2005年前後の数年間に調査が行われたきり、その後大規模なデータ集積が行われていない。要するに崎田さんが先駆的にとりあげ分析した時点から、我々は一歩も前進していない。

あたかも「魏志倭人伝」のように同じデータをいろいろいじっているに過ぎない。

赤旗に時々載る遺伝子がらみの記事を見ていると、どうもミトコンドリアDNAの人も頑張っているし、全ゲノム解析の人が「これからは私達に任せて」みたいなでしゃばり方をしている。

しかしこれだけクリアカットに人種の歴史的動きが辿れる指標は他にないのである。全ゲノムはそれはそれとしてやっていけば良いのだが、現段階ではただ情報にホワイトノイズを追加しているに過ぎない。

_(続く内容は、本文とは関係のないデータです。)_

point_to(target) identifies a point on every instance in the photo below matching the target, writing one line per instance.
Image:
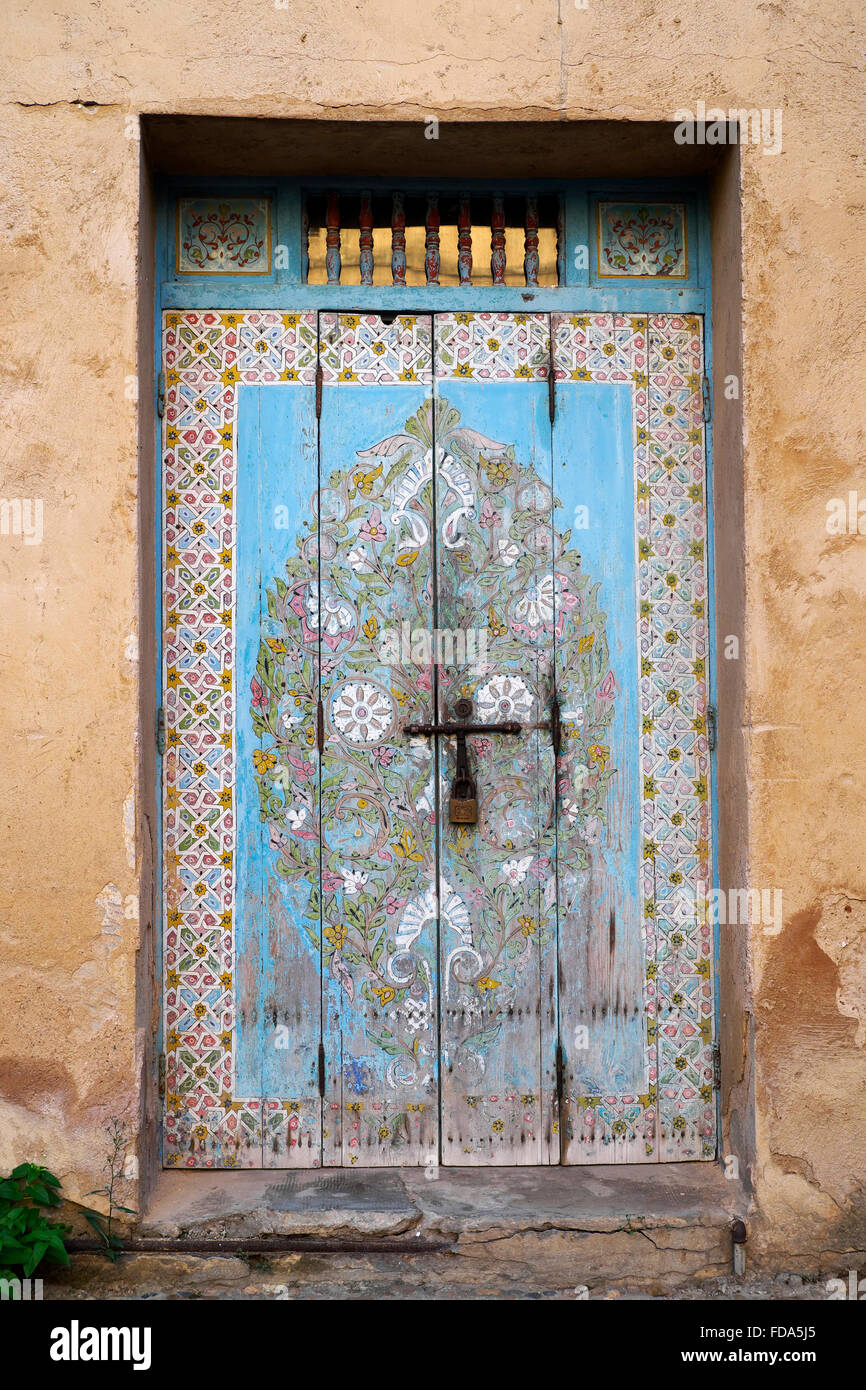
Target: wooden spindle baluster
(364, 238)
(464, 241)
(498, 239)
(332, 260)
(431, 243)
(560, 241)
(530, 246)
(398, 241)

なんとか文科省でもう少しこの研究に力を入れてもらえないのだろうか。

と、思っていたところ、やはり世間にはそう考える人がいて、データベースづくりをコツコツとやってくれている。

それが“ちべたん さんの「日本とはなんぞや?」というブログだ。

題名だけ聞くとちょっと引いてしまうが、別に「日本会議」の御用達ではない、普通に真面目なサイトである。

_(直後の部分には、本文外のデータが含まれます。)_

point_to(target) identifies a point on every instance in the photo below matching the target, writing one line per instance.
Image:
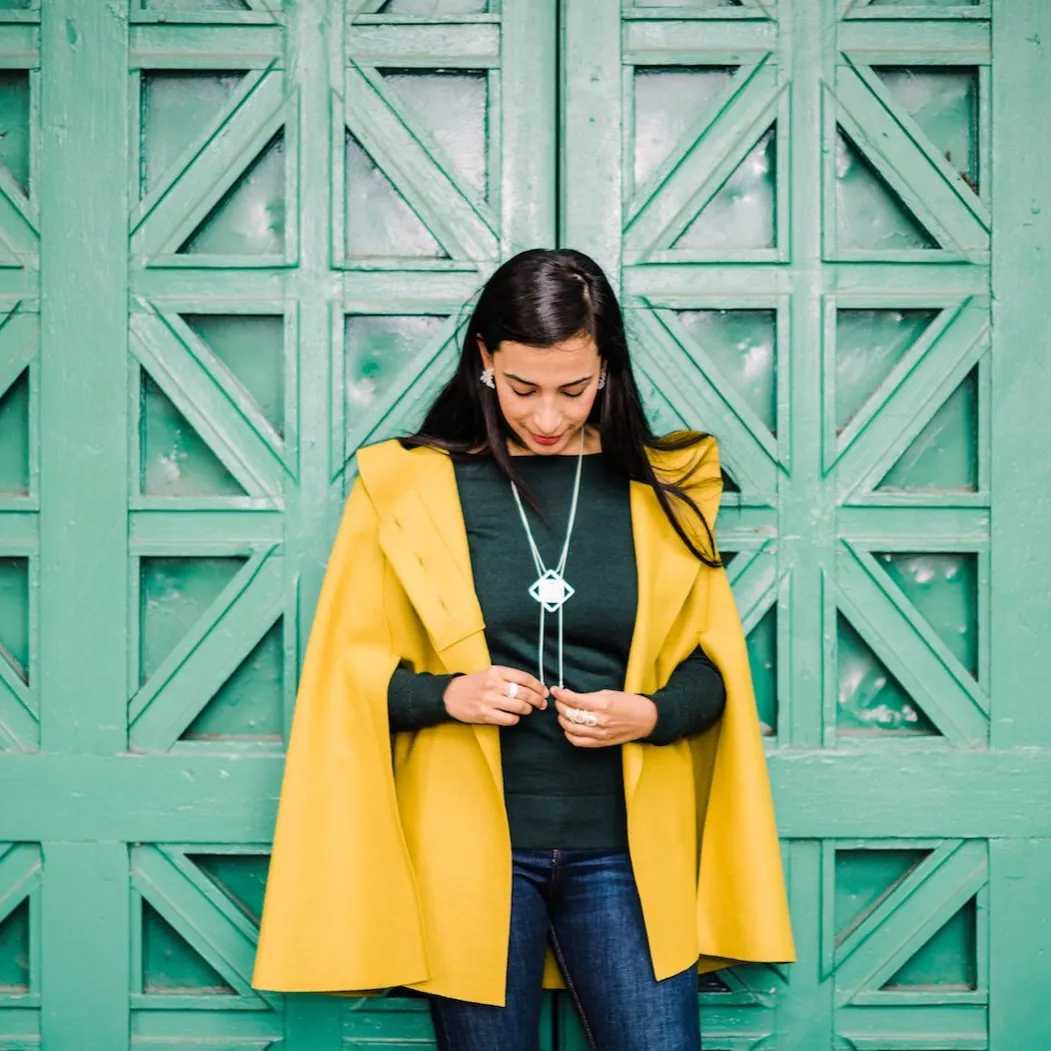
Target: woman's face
(545, 393)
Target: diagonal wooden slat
(452, 219)
(697, 394)
(215, 929)
(837, 445)
(900, 604)
(19, 226)
(206, 136)
(707, 163)
(702, 359)
(243, 403)
(906, 920)
(19, 344)
(271, 7)
(949, 697)
(209, 653)
(214, 169)
(406, 396)
(20, 870)
(753, 575)
(929, 191)
(697, 131)
(918, 139)
(19, 711)
(910, 406)
(191, 382)
(392, 99)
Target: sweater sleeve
(416, 699)
(692, 702)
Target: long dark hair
(540, 297)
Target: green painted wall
(234, 238)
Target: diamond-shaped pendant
(552, 591)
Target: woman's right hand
(482, 697)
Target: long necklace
(551, 589)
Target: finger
(523, 679)
(564, 709)
(500, 703)
(586, 701)
(498, 718)
(592, 733)
(501, 699)
(582, 742)
(527, 687)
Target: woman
(527, 594)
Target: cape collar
(423, 535)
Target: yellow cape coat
(395, 869)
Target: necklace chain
(551, 589)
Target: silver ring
(581, 717)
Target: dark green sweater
(557, 795)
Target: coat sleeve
(740, 857)
(341, 911)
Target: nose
(547, 419)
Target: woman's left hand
(619, 717)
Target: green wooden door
(803, 198)
(234, 237)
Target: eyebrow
(530, 383)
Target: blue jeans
(586, 903)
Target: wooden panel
(802, 227)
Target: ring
(581, 718)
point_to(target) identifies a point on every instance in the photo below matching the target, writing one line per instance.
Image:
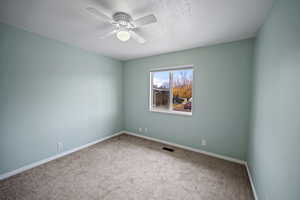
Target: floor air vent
(168, 149)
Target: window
(171, 90)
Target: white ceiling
(182, 24)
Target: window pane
(182, 90)
(160, 91)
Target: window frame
(170, 111)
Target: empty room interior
(149, 100)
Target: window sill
(173, 112)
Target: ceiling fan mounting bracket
(122, 18)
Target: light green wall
(274, 150)
(53, 92)
(221, 98)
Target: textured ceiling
(182, 24)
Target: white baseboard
(251, 182)
(35, 164)
(188, 148)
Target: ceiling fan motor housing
(122, 18)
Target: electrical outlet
(60, 147)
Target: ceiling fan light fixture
(123, 35)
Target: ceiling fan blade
(137, 37)
(108, 34)
(99, 14)
(149, 19)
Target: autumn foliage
(182, 87)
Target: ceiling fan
(123, 26)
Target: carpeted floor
(127, 167)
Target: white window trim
(173, 112)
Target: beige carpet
(127, 167)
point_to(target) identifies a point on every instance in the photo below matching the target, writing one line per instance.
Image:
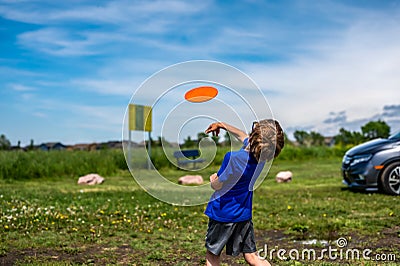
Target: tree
(316, 138)
(375, 129)
(5, 144)
(188, 142)
(346, 137)
(302, 137)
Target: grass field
(52, 221)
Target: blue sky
(69, 68)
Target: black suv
(374, 164)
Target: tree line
(371, 130)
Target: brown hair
(266, 139)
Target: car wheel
(390, 179)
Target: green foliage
(304, 153)
(40, 164)
(308, 139)
(5, 144)
(346, 137)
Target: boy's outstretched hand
(214, 128)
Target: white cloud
(21, 87)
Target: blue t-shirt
(233, 202)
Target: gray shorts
(237, 237)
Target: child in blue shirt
(230, 207)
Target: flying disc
(201, 94)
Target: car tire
(390, 179)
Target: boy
(230, 207)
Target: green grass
(55, 221)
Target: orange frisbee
(201, 94)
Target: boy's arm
(215, 128)
(215, 183)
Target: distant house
(83, 147)
(52, 146)
(17, 148)
(329, 141)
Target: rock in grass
(284, 176)
(191, 180)
(90, 179)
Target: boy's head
(266, 139)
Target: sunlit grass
(58, 214)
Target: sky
(68, 69)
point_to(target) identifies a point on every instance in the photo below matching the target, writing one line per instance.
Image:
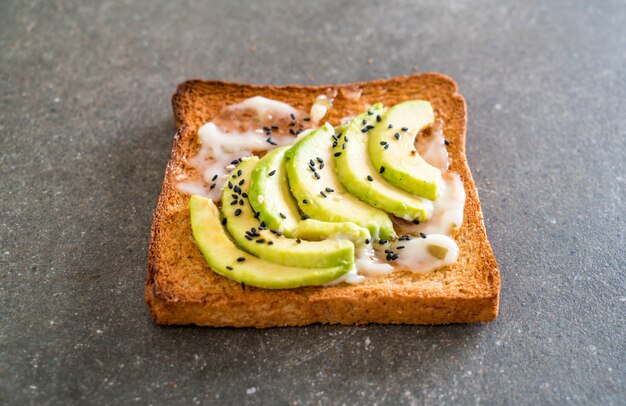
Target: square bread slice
(181, 289)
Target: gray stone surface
(85, 132)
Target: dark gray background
(86, 128)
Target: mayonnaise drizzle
(219, 147)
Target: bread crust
(181, 289)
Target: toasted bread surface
(181, 289)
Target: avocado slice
(314, 230)
(226, 259)
(270, 195)
(318, 191)
(392, 146)
(252, 235)
(360, 177)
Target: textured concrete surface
(85, 132)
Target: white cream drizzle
(218, 148)
(415, 256)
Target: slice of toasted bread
(181, 289)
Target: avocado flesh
(360, 177)
(270, 246)
(404, 167)
(221, 254)
(339, 205)
(270, 195)
(314, 230)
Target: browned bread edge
(181, 289)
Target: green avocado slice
(270, 195)
(226, 259)
(392, 146)
(318, 191)
(360, 177)
(252, 235)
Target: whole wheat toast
(181, 289)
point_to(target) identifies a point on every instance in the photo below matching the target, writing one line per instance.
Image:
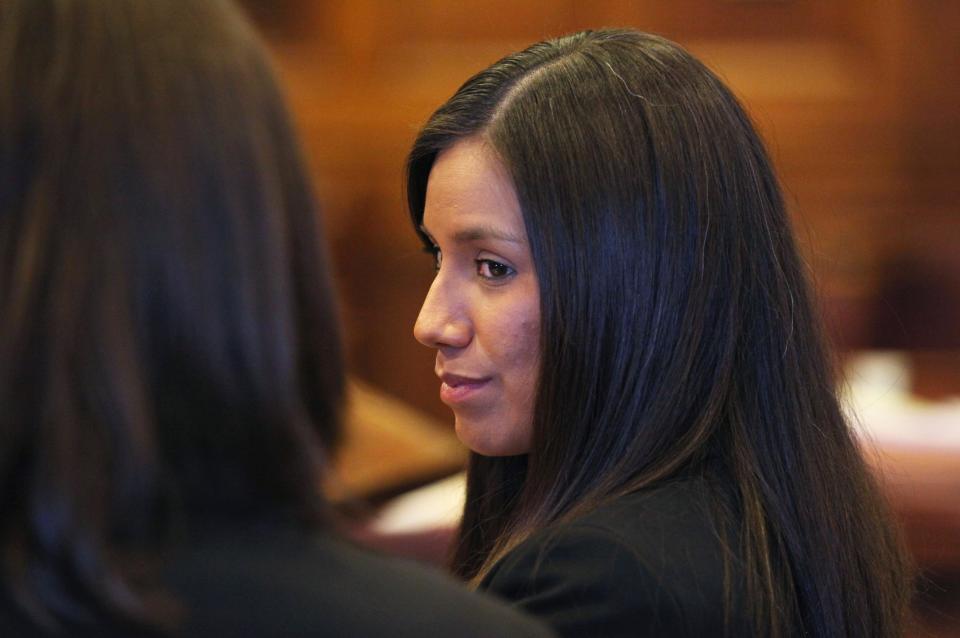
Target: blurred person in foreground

この参考文献のところを見てみると、最初の報告からほぼ10年、まったく研究が止まっていることが分かる。

Tajimaらの2004年の論文。

Senguptaらの2006年の論文。対象日本人は23人。

Nonakaらの2007年の論文。対象日本人は263人。

などのきわめて少数例を対象としたプレリミナリな報告に過ぎず、これで日本人の祖先を云々するのは流石にちょっとおこがましい。

ところが2014年に桁外れの多数例を対象にした調査が行われているらしいのだ。

我々は今後はこのデータ(のみ)を対象にして物を言わなかればならないだろう。

いま、このSatoの2014年調査のデータを探しているのだが、英語の報告は探せるのだが、日本語の原著が見つからない。ちべたん さんはきっとそれを読んでいるのだろうが、ブログではリンク先を明らかにしていない。

…と言いつつ日本語の原著を探したが、みごとにない。

仕方がない、英語の原著を読むことにするか。